Biography

Mrs Smith and her six sons

The story of Barnard Castle’s Mrs Margaret Smith and the loss of her five sons in the First World War is a well known story which is worth revisiting.

Many cannot imagine the loss of one child, let alone five. Yet this was the reality with which  Margaret and John Smith were faced when they lost five of their six sons in the war. They received one tragic letter after another, painfully discovering that Robert, George, Frederick, and Alfred Smith and John Stout were all sadly killed between 1916 and 1918.

The father of the five sons, John Smith, who worked as a chimney sweep in Barnard Castle, passed away in 1918. Mrs Smith was left heartbroken, with only one son, Wilfred, known as “Willie”, still alive. Private Smith was serving in the war and suffering the effects of mustard gas poisoning.

It was then that a local vicar’s wife, Mrs Bircham, made a dramatic and heartfelt intervention.
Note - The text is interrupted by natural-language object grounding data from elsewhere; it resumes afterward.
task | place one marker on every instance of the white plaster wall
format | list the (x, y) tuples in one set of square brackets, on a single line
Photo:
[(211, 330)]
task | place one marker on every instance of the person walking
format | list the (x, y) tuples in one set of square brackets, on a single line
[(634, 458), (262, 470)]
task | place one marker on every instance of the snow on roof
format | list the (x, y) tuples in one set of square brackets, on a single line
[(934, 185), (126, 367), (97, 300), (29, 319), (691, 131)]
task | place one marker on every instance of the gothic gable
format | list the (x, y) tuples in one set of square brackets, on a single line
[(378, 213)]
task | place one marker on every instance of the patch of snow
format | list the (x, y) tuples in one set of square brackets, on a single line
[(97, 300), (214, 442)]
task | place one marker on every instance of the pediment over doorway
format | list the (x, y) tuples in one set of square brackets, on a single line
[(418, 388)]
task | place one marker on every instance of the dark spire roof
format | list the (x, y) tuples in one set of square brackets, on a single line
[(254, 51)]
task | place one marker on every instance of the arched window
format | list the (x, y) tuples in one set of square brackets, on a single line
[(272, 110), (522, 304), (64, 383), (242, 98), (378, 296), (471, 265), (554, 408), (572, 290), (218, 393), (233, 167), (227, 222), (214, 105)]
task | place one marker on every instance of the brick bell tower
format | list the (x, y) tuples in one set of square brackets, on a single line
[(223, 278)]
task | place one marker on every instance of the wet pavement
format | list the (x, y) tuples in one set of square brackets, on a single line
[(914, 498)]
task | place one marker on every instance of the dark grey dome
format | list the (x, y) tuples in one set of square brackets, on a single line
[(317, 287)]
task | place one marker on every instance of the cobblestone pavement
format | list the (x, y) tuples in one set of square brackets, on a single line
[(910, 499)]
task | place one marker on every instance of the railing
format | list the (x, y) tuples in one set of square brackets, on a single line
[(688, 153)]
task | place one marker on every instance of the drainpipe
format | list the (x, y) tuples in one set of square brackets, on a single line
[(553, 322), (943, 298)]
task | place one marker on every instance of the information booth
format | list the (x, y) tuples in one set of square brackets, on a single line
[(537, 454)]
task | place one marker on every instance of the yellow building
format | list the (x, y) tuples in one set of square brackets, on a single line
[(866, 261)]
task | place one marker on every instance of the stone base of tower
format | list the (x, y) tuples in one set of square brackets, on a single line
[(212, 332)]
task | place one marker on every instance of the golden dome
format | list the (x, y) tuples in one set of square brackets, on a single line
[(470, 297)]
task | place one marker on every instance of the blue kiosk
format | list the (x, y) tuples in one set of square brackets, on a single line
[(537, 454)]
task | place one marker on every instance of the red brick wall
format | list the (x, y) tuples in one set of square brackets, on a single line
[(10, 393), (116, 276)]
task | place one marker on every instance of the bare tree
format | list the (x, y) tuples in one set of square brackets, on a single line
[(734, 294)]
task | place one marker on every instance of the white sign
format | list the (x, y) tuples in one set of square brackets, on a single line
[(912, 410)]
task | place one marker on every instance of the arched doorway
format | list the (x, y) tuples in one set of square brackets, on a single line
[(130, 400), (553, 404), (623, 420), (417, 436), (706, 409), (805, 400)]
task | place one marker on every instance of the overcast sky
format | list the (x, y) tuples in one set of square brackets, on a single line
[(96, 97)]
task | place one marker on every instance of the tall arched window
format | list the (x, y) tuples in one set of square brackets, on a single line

After writing to George V’s wife, Queen Mary, requesting intervention in Mrs Smith’s heartbreaking scenario, she received the following response: “The Queen has caused Mr and Mrs Smith’s request concerning their youngest son to be forwarded for the consideration of the War Office authorities.”

The War Office spared Wilfred from serving on the front line and Wilfred came back to Barnard Castle to be reunited with his mother. After receiving nothing but devastating news, Wilfred’s return offered some relief at last to Mrs Smith. Despite suffering chronic chest problems, her surviving son lived on to the age of 72, leaving five children.

Margaret Smith was given the honour of laying the first wreath at the war memorial at the Bowes Museum in 1923.